Never—North, South, East or West, in olden days or modern—did a siren call half so seductively. Every move she ever made was poetry expressed, but framed in a golden aura shed by the lamp, and swaying in the velvet blackness of the pit's mouth, she was, it seemed to Ranjoor Singh, as no man had ever yet seen woman.

"Come, sahib!" she called again; and he moved toward her.

"Food and water wait! Thy trooper has drunk his fill. Come, sahib!"

She made no move at all to protect herself from him. She did not lead into the cavern beyond the door.

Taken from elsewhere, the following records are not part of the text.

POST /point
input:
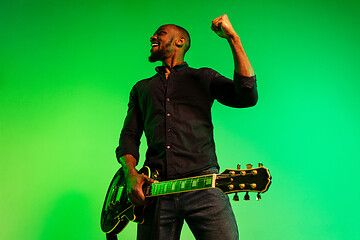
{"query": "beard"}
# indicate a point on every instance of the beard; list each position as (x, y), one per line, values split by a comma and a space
(160, 54)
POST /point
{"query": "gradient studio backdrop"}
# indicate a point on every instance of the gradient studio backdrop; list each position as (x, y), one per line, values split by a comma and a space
(66, 69)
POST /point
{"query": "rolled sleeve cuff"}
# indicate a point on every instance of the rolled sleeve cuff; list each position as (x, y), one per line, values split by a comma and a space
(243, 81)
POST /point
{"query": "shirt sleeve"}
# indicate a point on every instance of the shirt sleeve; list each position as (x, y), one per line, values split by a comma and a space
(131, 133)
(240, 92)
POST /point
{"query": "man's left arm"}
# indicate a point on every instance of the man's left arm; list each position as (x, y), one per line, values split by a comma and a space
(223, 28)
(242, 92)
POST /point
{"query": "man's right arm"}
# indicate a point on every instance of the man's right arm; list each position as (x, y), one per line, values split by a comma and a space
(134, 180)
(127, 152)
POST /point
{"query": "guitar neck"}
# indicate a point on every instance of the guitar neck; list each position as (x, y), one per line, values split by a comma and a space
(180, 185)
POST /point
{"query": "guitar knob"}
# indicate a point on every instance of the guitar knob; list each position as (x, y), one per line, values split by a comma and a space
(236, 197)
(247, 197)
(258, 197)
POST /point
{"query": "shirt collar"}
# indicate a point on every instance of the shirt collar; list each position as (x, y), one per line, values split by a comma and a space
(161, 69)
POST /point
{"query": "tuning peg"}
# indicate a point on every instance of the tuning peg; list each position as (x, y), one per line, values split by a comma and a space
(236, 197)
(258, 197)
(247, 197)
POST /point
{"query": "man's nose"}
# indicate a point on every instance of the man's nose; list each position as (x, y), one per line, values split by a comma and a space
(153, 38)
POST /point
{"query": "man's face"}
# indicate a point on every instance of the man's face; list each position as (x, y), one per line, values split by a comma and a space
(162, 43)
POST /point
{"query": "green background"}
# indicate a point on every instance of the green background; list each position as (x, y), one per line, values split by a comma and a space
(66, 69)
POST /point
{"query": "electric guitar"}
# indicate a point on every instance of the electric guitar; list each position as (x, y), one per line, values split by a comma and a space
(118, 210)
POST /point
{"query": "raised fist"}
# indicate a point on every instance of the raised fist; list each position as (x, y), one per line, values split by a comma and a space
(222, 27)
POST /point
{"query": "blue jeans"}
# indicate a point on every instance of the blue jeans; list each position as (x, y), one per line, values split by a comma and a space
(208, 214)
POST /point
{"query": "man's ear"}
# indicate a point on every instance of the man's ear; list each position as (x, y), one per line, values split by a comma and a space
(180, 42)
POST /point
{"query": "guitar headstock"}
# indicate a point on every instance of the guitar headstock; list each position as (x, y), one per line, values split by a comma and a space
(244, 180)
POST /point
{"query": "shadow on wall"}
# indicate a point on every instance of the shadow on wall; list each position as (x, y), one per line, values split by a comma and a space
(69, 218)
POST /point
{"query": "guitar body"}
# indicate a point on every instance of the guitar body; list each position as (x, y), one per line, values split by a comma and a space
(118, 210)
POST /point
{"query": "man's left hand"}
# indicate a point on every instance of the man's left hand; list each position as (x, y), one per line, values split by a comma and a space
(222, 27)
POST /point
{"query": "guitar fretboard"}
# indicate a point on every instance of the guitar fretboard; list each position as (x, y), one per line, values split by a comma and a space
(181, 185)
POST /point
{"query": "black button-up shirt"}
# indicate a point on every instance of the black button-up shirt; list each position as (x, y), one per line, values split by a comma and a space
(175, 115)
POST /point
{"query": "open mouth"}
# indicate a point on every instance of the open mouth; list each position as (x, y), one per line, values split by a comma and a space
(154, 45)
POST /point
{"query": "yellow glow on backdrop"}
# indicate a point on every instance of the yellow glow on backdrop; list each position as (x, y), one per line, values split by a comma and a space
(66, 69)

She waited for him, leaning against the door-post and smiling as if she and he were old friends who understood each other.

"I but tried thee, Ranjoor Singh!" she smiled, looking up into his face and holding the lantern closer to his eyes, as if she would read behind them. "Thou art a soldier, and not a buffalo at all! I am sorry that I called thee buffalo. My heart goes out ever to a brave man, Ranjoor Singh!"

He was actually at her side, her clothes touched his, and he could have flung his arms around her. But it was the move next after that which seemed obscure. He wondered what her reply would be; and, moving the lantern a little, she read the hesitation in his eyes—the wavering between desire for vengeance, a soldierly regard for sex, and mistrust of her apparent helplessness. And, being Yasmini, she dared him.

"Like swords I have seen!" she laughed. "Two cutting edges and a point! Not to be held save by the hilt, eh, Ranjoor Singh? Search me for weapons first, and then use that dagger in thy hair—I am unarmed!"

"Lead on!" he commanded in a voice that grated harshly, for it needed all his willpower to prevent his self-command from giving out. He knew that behind temptation of any kind there lie the iron teeth of unexpected consequences.